Qu’avez vous fait en premier en arrivant ici?

J’ai racheté la collection de poésie Orphée qui avait dû être cédée et j’ai lu les manuscrits, il y en avait beaucoup en retard. Nous en recevons environ 30 par semaine. Ce qui les distingue? Il faut que l’on sente chez l’auteur quelle est sa vision du monde, si l’écriture « résiste » et si l’on y parle du politique ou de la politique. Sur 1 200 que j’ai lu, je n’en ai retenu qu’un, Croquis Démolition (un vrai bijou, voir article), le récit poétique d’une usine qui ferme pour être délocalisée.

Pourquoi selon vous les gens écrivent tant?

Car ils sont malheureux et n’ont aucune personne à qui parler. Il y a ainsi beaucoup de frustrations.  J’ai moi même connu ces périodes. Vous savez je suis né dans une famille pauvre, mon père était ouvrier agricole. Mais il avait toutefois une vie intellectuelle.
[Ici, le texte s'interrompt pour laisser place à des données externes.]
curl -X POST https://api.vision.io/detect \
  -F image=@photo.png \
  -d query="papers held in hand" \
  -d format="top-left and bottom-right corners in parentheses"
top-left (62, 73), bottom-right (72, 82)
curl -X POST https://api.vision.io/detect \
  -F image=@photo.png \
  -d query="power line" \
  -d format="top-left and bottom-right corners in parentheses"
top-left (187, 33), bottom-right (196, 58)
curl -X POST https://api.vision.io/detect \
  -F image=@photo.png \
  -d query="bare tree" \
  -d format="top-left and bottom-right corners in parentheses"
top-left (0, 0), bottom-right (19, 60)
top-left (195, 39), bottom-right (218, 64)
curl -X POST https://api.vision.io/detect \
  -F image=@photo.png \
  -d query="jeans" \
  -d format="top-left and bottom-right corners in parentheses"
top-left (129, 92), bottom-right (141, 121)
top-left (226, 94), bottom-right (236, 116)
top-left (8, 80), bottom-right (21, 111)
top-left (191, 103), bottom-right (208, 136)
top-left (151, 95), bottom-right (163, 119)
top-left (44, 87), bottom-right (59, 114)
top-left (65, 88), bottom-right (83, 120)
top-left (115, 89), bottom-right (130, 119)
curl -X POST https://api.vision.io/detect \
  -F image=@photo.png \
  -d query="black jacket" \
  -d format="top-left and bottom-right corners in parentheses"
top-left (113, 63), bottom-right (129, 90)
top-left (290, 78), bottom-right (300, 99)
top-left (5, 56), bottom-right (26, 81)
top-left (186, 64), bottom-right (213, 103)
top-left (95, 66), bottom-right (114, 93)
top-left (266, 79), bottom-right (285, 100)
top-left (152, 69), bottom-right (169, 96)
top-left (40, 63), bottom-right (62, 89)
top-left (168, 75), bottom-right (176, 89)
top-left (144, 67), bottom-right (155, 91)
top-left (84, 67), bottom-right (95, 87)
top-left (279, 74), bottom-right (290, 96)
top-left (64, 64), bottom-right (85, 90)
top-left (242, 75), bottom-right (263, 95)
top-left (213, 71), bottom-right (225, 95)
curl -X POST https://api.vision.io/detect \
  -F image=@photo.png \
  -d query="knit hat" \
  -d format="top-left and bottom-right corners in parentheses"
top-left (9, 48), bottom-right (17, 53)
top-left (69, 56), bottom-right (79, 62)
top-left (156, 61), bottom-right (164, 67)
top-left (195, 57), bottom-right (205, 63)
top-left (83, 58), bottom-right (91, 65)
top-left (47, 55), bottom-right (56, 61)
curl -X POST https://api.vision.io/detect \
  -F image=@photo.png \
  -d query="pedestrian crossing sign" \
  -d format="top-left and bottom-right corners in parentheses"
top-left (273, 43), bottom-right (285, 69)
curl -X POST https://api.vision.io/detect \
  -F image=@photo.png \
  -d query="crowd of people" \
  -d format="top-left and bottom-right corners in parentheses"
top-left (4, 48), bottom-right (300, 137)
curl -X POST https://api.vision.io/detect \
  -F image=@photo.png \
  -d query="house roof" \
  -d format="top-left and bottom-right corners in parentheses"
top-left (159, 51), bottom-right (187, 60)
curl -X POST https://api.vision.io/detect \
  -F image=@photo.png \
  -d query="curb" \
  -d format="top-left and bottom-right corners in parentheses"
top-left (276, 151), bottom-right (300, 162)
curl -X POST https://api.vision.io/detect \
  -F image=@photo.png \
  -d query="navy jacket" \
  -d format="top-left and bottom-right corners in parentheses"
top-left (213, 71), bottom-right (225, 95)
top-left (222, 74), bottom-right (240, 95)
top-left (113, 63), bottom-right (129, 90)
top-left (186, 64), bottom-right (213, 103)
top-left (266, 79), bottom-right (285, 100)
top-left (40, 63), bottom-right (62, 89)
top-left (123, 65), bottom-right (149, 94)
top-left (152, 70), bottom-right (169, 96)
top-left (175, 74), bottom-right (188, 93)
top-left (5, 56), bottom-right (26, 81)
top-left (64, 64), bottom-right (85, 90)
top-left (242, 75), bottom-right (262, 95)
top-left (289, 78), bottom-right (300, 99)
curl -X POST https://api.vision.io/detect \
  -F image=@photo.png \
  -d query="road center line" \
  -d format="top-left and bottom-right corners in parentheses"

C’est ainsi que  j’ai  lu beaucoup de livres…

Des livres qui pourraient bien nous sauver,  qu’ils nous alertent sur notre société, nous sortent de notre quotidien ou nous donnent envie d’agir à l’image de cet octogénaire qui,  me raccompagnant dans la rue, était prêt à pousser mon scooter, au démarrage récalcitrant, confirmant que l’action n’est pas chez lui  un vain mot.